The EU AI Act focuses on high-risk applications and datasets. Its core principles emphasise transparency and accountability.
“The EU AI Act is a good place to start as its core principles of transparency, safety, and data governance are likely to be fundamental for any AI regulation in any region,” according to VIPRE’s Corlette. “This legislation is the first of its kind and is practically laying down the framework for an emerging industry that has no prior enforceable standards.”
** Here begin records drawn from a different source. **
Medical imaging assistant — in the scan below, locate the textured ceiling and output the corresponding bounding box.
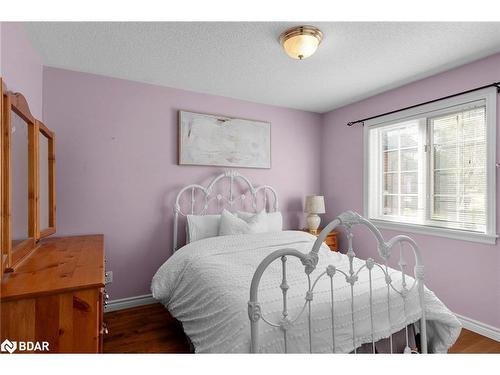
[25,22,500,113]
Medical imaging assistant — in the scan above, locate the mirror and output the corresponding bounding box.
[10,111,29,249]
[1,92,37,272]
[37,122,56,238]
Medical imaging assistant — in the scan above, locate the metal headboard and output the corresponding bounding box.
[173,170,278,251]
Corlette concluded: “History would suggest that regulations developed in other regions would closely resemble this budding EU legislation too. An example is the EU’s GDPR.”
While alignment with the EU AI Act ensures smooth business operations across borders and can avoid potential regulatory conflicts, UK businesses should keep a close eye on regulatory developments closer to home.
Spectrum Search’s Wood advised “hedging bets by closely observing UK-specific regulations and maintaining the flexibility to adapt to both UK and EU requirements.”
Experts advised that UK organisations should position themselves to adapt quickly if and when differences arise between regulatory regimes in different regions.
Harper James’ White commented: “Full compliance with multiple regulatory regimes at the same time can be resource-intensive; therefore, this type of ‘hedging’ strategy allows businesses to allocate resources effectively, balancing compliance with innovation and operational efficiency and by maintaining some flexibility, businesses can pivot and adapt to changes in both UK and EU regulatory environments as and when required.”
Privacy and Governance
Governance and privacy concerns arising from enterprise use of AI go beyond compliance and regulatory matters.
“The training of Gen AI models and databases will often involve processing vast datasets which contain significant amounts of personal data, which can lead to significant privacy and governance risks for UK businesses,” Harper James’ White explained. “This information can sometimes include sensitive or special category data about individuals, the processing of which can inadvertently perpetuate or even exacerbate biases, leading to unfair or discriminatory outcomes. The misuse of the generated content could violate privacy rights.”
Algorithmic bias, where AI systems may unintentionally echo existing biases present in the training data, can be mitigated by regulated audits and diverse data sets.
According to White, Businesses can help mitigate these risks by implementing robust data governance practices and focusing on how their employees use AI.
“This includes employing anonymisation techniques, establishing stringent access controls, conducting regular bias monitoring and ensuring that the data used to train the AI models is accurate, complete and representative,” White advised.